View solution in original post

paul driver · ‎06-14-2020

Hello

@dev.puniya wrote:

ip access-list extended TO_RFC1918 <---not required
permit ip any 10.0.0.0 0.255.255.255 <---- not required
permit ip any 172.0.0.0 0.240.255.255  <-- not required but shouldn't this also be 0.15.255.255
permit ip any 192.168.0.0 0.0.255.255  <--- not required

Just like to ask - Why are you matching on subnet that isn't originating from your Lan, Also one of those ace entries isnt correct (bold.)

Now you don't state what default path your users are taking but I am assuming its the DMVPN path given in your OP it is stating a

 next hop of 172.16.3.1 (mpls path)

<- Can you confirm this please?
So as you just want two hosts to be policy routed via this path then you should only need to specify those two hosts in the one PBR acl FROM_TEST_PC and the TO_RFC1918 acl isn't required then just specify the

ip next hop addressing

of the mpls with the addition of the

dmvpn next-hop

example:


no route-map INTERNET_TEST deny 10
route-map INTERNET_TEST permit 20
no set ip next-hop recursive 172.16.1.3
set ip next-hop 172.16.1.3 172.16.1.1

Please rate and mark as an accepted solution if you have found any of the information provided useful.
This then could assist others on these forums to find a valuable answer and broadens the community’s global network.

Kind Regards
Paul

View solution in original post

dev.puniya · ‎06-13-2020

logs-

003593: UTC: %FMANRP_PBR-3-UNSUPPORTED_RMAP: Route-map INTERNET_TEST has unsupported options for Policy-Based Routing. It has been removed from the interface, if applied.
003594: UTC: %PARSER-5-CFGLOG_LOGGEDCMD: User: logged command:ip policy route-map INTERNET_TEST
003595: UTC: %FMANRP_PBR-3-UNSUPPORTED_RMAP: Route-map INTERNET_TEST has unsupported options for Policy-Based Routing. It has been removed from the interface, if applied.
003596: UTC: %PARSER-5-CFGLOG_LOGGEDCMD: User: logged command:ip policy route-map INTERNET_TEST
003597: 6 UTC: %PARSER-5-CFGLOG_LOGGEDCMD: User: logged command:exit
003598: UTC: %PARSER-5-CFGLOG_LOGGEDCMD: User: logged command:interface Vlan2
003599: UTC: %FMANRP_PBR-3-UNSUPPORTED_RMAP: Route-map INTERNET_TEST has unsupported options for Policy-Based Routing. It has been removed from the interface, if applied.
003600: UTC: %PARSER-5-CFGLOG_LOGGEDCMD: User: logged command:ip policy route-map INTERNET_TEST
003601: UTC: %PARSER-5-CFGLOG_LOGGEDCMD: User: logged command:exit

balaji.bandi · ‎06-13-2020

1. Quick question what kind of License you have, PBR to work you need network essential minimum on Cat 9500.

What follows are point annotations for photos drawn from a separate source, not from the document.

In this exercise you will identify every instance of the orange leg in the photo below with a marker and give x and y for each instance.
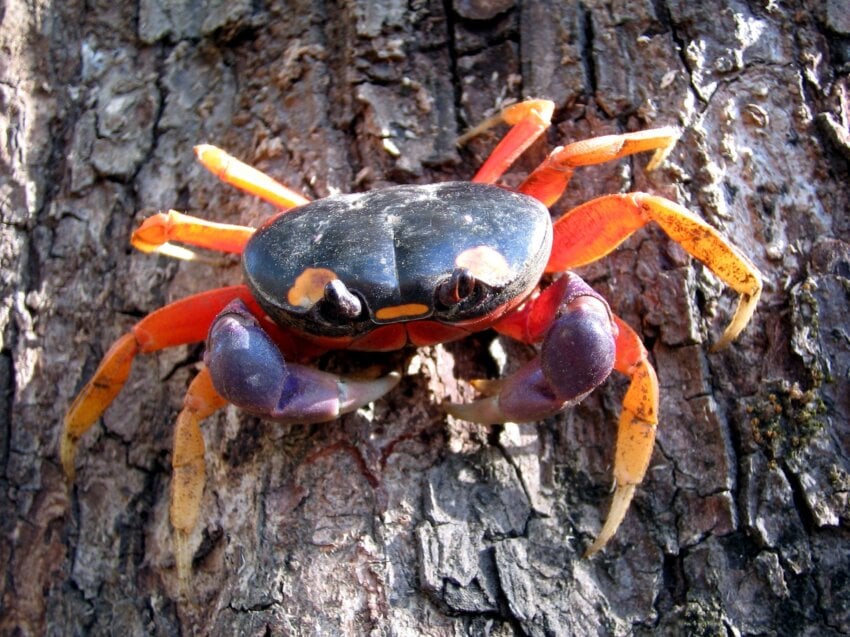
(157, 231)
(528, 120)
(248, 179)
(188, 467)
(636, 430)
(595, 228)
(182, 322)
(549, 180)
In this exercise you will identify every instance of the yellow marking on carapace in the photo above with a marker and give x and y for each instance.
(309, 287)
(486, 264)
(401, 311)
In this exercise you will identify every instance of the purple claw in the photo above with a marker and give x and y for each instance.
(248, 370)
(576, 356)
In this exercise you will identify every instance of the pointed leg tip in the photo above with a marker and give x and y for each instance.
(182, 558)
(623, 495)
(485, 410)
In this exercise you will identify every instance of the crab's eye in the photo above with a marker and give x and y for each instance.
(339, 302)
(456, 288)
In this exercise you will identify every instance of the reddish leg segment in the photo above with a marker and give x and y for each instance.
(595, 228)
(528, 120)
(182, 322)
(581, 343)
(156, 233)
(549, 180)
(636, 429)
(248, 179)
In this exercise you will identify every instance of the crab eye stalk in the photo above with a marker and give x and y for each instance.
(339, 302)
(455, 289)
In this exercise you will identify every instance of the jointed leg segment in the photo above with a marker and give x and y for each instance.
(182, 322)
(595, 228)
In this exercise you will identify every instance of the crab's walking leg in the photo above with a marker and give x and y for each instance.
(595, 228)
(581, 343)
(157, 231)
(185, 321)
(188, 467)
(528, 120)
(248, 179)
(636, 430)
(577, 354)
(549, 180)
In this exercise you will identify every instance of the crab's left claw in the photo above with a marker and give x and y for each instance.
(576, 355)
(580, 347)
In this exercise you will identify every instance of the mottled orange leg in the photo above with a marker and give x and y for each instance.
(182, 322)
(188, 467)
(156, 233)
(636, 430)
(248, 179)
(528, 120)
(595, 228)
(549, 180)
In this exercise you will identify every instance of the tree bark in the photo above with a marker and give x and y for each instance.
(399, 520)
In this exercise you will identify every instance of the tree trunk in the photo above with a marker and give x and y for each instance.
(399, 520)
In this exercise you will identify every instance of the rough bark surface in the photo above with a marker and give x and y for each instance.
(398, 520)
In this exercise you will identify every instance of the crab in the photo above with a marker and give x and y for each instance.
(413, 265)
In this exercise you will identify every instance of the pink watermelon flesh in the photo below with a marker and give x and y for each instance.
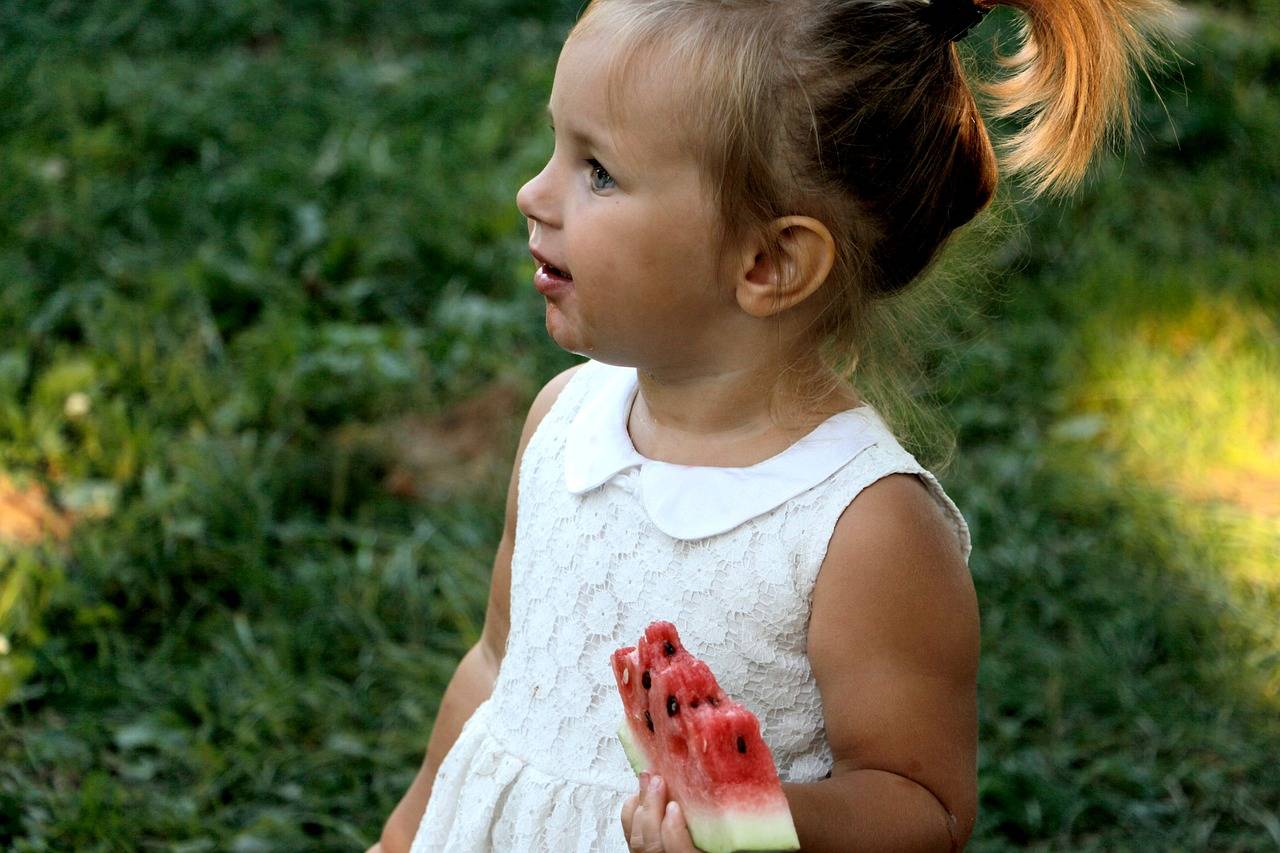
(708, 748)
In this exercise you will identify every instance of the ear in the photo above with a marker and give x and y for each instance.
(805, 252)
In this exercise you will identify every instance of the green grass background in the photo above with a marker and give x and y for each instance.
(247, 231)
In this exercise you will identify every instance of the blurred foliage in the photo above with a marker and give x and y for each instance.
(233, 231)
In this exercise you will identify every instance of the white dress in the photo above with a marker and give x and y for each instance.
(608, 541)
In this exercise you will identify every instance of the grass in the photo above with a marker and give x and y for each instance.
(242, 247)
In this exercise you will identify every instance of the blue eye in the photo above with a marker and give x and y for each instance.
(600, 177)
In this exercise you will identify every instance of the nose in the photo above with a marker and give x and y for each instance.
(536, 199)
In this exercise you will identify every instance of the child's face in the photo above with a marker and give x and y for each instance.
(621, 206)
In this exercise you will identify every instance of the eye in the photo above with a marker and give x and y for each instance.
(600, 177)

2. if you have already required a license, I would like to see the configuration. post relevant configuration to understand the issue.

BB

***** Rate All Helpful Responses *****

How to Ask The Cisco Community for Help

Richard Burts · ‎06-13-2020

The error message does not seem to indicate that PBR is not supported but that an invalid option is specified. We need to see the details of the config and of the route map you are trying to use.

HTH

Rick

Deepak Kumar · ‎06-13-2020

Hi,

Can you share the configuration and IOS version?

As per my experience, I was working on Cisco 3850 and got the same error and finally, got to know that the

verify-availability

command with IP SLA tracking is not supported on the ios on 3850. Make sure are you not making the same mistake (I know this is a different platform)

Regards,
Deepak Kumar,
Don't forget to vote and accept the solution if this comment will help you!

Georg Pauwen · ‎06-13-2020

Hello,

what does your PBR policy actually look like ? Post the running configuration of your 9500, and have a look at the link below for what is allowed and what not...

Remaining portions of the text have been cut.